As I have written before, I spent three days with the Calendaring and Scheduling Consortium (CalConnect) at AOL headquarters in the suburbs of Washington DC. Although the meeting was technical, it was against a backdrop of a scandal in the VA that is summed up, by the press, in the single word “scheduling”. Members of CalConnect went quietly about demonstrating their new work, based on iCalendar, that points to a new way forward, one that extends schedules negotiations into automated polling and bidding. CalConnect rules forbid any direct discussion of who was at the meeting, and what their precise interactions are.
CalConnect works to extend the reach of existing Calendar and Schedule systems (new specification development) while testing whether they work in exchanges between vendors with different code bases. Sometimes the code is changed, and sometimes the specifications.
ICalendar (RFC5545) defines a common grammar for creating information exchanges information related to schedules and defines a several such exchanges. The iCalendar event (vEvent) is familiar to anyone who has added a meeting to their calendar by clicking on a web site or opening an email. ICalendar defines other common exchanges such as tasks (vToDo) and alarms (vAlarm). OASIS WS-Calendar describes how to use iCalendar inside service oriented exchanges, with a focus on describing sets of schedule information that hang together in a series. There is a growing use of WS-Calendar world-wide in energy markets and smart grids.
vPoll is a new iCalendar exchange that uses iCalendar grammar to present a choice. Assume it is a simple meeting (vEvent). A vPoll could present a number of meeting times and ask the potential participants to vote. This is different than asking for a summary of when a recipient id currently scheduled (vFreeBusy). A recipient may choose to vote for a time knowing he can cancel a meeting. A recipient may be keeping that afternoon free for a visitor from out of town—even though nothing is scheduled. A recipient, for security reasons, may choose not to share any free-busy information.

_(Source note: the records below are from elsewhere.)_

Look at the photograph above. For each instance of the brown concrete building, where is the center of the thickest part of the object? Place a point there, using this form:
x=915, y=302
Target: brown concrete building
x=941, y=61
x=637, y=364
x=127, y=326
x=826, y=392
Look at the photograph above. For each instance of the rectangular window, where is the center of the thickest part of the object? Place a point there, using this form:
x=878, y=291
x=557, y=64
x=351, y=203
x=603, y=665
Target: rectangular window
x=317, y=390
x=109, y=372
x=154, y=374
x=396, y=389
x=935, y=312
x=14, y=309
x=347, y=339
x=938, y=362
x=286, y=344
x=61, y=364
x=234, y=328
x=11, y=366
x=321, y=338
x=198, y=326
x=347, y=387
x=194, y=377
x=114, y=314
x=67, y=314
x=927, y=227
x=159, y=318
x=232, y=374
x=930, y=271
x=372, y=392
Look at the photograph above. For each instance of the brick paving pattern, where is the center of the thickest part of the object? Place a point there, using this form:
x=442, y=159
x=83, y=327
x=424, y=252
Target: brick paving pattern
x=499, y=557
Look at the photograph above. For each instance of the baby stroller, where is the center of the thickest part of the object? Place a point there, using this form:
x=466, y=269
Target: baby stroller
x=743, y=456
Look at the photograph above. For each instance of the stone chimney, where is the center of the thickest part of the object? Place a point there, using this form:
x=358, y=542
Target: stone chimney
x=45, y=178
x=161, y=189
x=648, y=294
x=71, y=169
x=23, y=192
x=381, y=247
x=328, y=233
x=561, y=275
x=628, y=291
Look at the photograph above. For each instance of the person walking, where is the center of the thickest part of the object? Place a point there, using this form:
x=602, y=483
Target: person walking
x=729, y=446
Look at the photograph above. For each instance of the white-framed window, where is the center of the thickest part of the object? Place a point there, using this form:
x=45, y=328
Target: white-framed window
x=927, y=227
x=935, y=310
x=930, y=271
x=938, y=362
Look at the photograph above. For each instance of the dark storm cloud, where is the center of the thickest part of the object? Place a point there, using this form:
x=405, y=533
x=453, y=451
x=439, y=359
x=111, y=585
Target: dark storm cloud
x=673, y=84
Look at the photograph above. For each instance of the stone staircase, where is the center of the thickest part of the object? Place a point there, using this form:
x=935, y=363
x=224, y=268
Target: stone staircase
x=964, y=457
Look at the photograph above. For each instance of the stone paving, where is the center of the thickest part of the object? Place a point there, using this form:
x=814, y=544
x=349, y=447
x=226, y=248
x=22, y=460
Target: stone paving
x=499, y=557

vPoll further defines how responses go back to the originator. A poll typically includes an ending time for polling. The originator may choose to schedule the meeting in accord with the most votes, or when a few key personnel can make it or for any other reason. vPoll does not define the business rules or the application, just the messages and message pattern.

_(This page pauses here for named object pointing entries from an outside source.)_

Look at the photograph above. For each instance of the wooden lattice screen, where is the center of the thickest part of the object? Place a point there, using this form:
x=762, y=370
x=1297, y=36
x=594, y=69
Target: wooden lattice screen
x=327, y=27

vPolls may be tied to prices rather than to votes. Maybe the single best price, or the three best prices, get invited to the meeting. Maybe prices determine the venue. The vPoll specification defines the BASIC Poll Type. Others will be defined later for specific use cases.
A recipient may choose to respond to a vPoll with vAvailability. Availability uses recurring patterns to indicate when something might happen, and what it might cost. Consider a meeting room in a commercial building. It can be scheduled during business house, using the calendar, for free. After hours, because of additional security and custodial needs, the same room can be scheduled for $200 / hour with a minimum charge of $300. These schedules can be expressed with vAvailability.
So far, I have described vPoll using only meetings. A Poll can also include tasks (vToDo). A task is often distinguished by its required completion time. Recipients can use their calendars to bid on various completion times. Presumably, bid for completion tomorrow will be more costly than a bid for completion next month. VPoll can gather the bids and present them to the originator, to choose one.
Most of us think of calendar communications (ITIP) conveyed inside email (IMIP). We open email and we accept the iCalendar request. At the CalConnect meeting this year, multiple participants demonstrated interoperable iSchedule, used for direct server-to-server communications. This promotes the polling described above from the personal to the enterprise. I will write more about iSchedule later.